Gemplus SCA, one of the world’s largest makers of smart-cards, is a thoroughly French company, with a twist. Their Web site, for the time being, is only in English. “There are a lot (of people) bemoaning the fact that there is not very much French content [on the Internet],” said Ken Abbott, manager of technical communications at Gemplus SCA in Gemenos, France. “I think that the bitching has gone down, a lot of the people I talk to now say it is time to forget about the whole French language thing and give it up. English is the international language and let’s just get on with it.”

That sort of sentiment is echoed by Manning. “The Internet is just going to drive the last stake through the heart of anybody who naively thinks other languages are going to be big players. I think the people who are looking forward to a Francophone Internet are dreaming in Technicolor,” he said.

He continued, “If you think you are going to use the full resources of the Internet without learning English, forget it.”

Yet, ultimately, it may not really matter.

Computers have been translating languages for about 50 years.
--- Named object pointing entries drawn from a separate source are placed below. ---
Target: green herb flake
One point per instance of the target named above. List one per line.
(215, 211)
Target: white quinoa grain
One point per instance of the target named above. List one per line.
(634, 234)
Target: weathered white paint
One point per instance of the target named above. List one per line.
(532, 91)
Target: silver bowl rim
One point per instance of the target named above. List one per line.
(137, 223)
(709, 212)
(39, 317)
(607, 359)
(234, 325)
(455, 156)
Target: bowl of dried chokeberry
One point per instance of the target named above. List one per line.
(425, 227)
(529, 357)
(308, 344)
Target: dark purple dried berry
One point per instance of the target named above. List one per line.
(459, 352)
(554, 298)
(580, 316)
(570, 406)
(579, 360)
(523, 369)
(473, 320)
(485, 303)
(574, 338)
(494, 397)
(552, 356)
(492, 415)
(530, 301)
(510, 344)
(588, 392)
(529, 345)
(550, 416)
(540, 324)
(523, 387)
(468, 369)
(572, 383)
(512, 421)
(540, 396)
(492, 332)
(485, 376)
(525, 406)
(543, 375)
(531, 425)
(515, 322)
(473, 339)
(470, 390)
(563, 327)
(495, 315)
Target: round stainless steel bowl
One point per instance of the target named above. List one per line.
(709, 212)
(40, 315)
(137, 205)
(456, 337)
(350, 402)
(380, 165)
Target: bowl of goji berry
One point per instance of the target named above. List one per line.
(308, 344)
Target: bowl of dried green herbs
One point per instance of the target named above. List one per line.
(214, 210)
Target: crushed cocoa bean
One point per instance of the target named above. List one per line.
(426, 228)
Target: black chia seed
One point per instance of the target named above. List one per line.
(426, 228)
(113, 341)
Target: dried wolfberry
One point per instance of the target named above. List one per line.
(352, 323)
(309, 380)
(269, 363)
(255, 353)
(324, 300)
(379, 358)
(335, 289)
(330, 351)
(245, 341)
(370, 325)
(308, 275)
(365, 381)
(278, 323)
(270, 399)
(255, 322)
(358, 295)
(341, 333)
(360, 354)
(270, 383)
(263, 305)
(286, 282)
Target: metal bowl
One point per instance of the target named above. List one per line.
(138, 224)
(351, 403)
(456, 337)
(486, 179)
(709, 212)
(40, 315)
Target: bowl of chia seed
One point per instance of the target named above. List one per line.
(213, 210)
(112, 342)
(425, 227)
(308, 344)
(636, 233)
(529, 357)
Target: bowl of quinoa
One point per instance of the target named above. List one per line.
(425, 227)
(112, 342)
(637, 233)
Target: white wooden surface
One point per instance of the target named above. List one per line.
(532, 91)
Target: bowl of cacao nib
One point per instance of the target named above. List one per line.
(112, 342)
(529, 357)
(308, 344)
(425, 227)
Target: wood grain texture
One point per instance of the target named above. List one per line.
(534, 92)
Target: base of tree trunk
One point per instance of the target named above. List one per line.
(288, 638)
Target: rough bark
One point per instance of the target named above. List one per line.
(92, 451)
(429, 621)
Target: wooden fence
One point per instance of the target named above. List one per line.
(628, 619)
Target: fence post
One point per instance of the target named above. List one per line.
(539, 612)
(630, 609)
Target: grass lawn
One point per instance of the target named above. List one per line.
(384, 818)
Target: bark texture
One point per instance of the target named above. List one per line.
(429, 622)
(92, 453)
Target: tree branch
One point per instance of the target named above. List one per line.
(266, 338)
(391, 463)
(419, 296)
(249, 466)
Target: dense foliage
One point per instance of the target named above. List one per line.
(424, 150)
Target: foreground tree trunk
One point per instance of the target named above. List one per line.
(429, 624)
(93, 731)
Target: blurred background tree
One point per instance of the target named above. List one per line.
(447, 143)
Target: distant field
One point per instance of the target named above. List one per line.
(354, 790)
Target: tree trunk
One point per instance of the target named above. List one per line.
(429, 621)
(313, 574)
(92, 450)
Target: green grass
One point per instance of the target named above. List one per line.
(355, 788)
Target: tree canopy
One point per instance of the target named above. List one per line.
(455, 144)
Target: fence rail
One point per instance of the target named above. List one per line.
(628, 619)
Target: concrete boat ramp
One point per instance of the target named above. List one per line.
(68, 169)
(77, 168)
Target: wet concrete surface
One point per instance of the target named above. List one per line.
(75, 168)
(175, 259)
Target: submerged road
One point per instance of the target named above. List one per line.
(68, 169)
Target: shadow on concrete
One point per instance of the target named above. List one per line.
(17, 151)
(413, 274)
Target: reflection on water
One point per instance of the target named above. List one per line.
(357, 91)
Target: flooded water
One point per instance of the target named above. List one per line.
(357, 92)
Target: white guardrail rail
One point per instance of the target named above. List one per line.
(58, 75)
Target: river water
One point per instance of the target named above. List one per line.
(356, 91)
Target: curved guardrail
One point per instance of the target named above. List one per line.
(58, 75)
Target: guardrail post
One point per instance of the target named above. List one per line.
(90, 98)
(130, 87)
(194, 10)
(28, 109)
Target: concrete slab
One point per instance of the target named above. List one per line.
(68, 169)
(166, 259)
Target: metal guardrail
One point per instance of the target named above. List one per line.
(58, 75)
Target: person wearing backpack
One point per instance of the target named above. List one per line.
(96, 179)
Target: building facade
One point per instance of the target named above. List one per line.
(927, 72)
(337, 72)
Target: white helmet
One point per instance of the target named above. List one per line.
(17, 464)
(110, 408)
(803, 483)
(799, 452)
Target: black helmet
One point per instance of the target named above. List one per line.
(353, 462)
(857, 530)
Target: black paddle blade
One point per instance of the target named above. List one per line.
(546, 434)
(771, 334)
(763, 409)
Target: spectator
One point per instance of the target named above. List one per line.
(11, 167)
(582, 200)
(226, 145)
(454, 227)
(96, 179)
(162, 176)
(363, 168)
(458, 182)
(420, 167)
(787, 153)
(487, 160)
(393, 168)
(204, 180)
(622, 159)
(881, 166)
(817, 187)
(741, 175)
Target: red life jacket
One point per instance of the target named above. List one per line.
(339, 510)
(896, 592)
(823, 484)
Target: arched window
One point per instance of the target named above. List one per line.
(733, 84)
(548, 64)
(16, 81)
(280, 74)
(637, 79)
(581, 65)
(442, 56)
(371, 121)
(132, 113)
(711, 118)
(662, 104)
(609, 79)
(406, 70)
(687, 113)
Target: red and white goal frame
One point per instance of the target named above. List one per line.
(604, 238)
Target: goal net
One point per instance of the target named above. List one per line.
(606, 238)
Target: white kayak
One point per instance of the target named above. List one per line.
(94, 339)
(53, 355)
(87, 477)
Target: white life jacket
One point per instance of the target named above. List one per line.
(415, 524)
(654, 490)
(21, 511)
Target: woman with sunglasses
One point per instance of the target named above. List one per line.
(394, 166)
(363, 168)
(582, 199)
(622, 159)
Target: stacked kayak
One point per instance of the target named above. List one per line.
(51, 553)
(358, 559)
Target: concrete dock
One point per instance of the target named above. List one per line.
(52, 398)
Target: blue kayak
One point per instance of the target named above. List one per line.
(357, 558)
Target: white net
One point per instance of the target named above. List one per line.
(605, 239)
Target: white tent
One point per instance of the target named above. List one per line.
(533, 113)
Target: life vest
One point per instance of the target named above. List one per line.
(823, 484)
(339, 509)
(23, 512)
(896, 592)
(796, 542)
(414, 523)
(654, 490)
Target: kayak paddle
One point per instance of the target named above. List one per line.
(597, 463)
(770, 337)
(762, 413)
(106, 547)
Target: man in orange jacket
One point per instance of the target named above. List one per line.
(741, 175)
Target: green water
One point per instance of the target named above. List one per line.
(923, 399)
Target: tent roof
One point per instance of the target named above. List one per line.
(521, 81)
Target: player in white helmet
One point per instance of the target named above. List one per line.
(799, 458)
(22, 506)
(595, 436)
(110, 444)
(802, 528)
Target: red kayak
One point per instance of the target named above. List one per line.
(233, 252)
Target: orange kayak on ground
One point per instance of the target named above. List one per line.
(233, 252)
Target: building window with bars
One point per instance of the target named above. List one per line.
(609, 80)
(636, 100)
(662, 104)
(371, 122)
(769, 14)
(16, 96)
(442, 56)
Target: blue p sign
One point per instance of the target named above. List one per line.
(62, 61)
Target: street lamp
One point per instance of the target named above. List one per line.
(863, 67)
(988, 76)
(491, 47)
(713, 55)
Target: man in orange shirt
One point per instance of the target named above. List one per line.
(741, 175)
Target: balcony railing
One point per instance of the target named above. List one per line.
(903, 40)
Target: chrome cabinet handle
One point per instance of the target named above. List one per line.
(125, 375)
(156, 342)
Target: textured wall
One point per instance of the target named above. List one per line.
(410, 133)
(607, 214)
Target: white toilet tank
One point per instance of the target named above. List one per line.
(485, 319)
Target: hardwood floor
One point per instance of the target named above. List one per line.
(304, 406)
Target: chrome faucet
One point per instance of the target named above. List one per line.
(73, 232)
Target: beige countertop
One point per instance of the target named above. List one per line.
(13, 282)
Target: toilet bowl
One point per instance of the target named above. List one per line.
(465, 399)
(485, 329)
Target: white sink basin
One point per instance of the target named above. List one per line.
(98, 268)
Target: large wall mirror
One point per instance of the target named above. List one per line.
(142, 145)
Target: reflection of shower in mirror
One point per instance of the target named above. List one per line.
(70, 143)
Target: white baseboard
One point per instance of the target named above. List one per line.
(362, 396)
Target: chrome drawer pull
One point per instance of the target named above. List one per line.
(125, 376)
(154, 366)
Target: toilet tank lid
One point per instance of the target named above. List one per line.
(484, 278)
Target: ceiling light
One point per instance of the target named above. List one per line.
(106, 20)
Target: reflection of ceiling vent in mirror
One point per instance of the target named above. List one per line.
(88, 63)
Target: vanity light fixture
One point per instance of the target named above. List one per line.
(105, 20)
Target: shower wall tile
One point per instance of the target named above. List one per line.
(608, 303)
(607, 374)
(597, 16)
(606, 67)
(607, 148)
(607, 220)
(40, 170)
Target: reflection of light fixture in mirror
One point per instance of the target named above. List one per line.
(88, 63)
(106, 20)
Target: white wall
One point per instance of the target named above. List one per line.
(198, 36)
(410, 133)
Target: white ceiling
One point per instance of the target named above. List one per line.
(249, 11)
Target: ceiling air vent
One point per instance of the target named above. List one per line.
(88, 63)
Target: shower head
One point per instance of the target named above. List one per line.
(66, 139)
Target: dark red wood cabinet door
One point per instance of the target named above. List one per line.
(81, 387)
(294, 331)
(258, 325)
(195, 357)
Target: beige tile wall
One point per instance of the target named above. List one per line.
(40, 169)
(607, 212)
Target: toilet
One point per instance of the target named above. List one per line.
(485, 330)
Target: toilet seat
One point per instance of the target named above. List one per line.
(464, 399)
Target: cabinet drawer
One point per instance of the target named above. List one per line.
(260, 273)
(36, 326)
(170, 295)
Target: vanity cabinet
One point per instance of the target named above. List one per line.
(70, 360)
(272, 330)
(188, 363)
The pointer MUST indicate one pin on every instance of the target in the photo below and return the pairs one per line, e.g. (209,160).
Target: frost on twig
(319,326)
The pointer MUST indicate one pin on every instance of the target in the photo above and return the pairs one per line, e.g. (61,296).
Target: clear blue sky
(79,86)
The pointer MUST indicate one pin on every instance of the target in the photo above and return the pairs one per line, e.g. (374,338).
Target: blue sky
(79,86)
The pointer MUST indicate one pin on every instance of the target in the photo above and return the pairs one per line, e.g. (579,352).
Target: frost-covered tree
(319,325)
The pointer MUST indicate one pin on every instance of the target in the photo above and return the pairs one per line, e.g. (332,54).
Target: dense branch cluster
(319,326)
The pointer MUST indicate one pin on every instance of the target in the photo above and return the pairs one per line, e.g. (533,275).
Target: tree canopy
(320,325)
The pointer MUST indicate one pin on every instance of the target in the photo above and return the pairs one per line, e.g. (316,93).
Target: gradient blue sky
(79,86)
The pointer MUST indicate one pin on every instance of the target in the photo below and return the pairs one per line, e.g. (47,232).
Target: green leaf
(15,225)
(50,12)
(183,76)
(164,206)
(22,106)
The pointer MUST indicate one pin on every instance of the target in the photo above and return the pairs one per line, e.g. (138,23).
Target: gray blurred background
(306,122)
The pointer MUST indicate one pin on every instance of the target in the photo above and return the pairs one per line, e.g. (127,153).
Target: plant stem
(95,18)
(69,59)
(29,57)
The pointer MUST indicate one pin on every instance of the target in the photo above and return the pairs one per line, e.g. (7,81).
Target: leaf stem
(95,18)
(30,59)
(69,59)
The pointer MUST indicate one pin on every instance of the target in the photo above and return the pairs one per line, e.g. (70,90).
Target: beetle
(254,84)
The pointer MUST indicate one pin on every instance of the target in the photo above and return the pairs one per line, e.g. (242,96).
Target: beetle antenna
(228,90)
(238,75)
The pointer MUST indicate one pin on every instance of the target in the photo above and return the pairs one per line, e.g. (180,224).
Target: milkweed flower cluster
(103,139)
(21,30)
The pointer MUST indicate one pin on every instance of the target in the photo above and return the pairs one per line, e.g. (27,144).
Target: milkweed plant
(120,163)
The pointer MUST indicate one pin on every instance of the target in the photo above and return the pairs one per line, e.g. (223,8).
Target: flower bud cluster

The quality has been, to put it politely, bad. But the Internet offers a new hope that machine translation will one day efficiently translate Web pages into whatever language you set as a default.

As it stands now, you can use machine translation “in areas where the cost of failure is quite low,” Cowan said.

Penzo agrees. “Machine translation I don’t think will ever work for anything other than giving you a basic understanding of what the document has to say.” He added that he has tried machines but “they just don’t cut it. If they worked, believe me, I would have them here in my office,” he said.

Hovy, for the most part, agrees but he sees a slightly different human reaction to the present limitations of machine translation. With more and more people writing with the Web in mind, Hovy said there might be an increase in simplified writing, thus giving machine translators an easier task and thereby increasing accuracy beyond the present level.

And the future of language and the Internet? If the Internet has taught us one thing it is that “the meek do not inherit the earth.” Many of those spoken to see a future, not too far off, where you seamlessly surf the Internet with nary a worry as to the language of your requested site. All will be automatically translated and the only difference will be a small legal disclaimer saying “this site has been machine translated, caveat emptor.”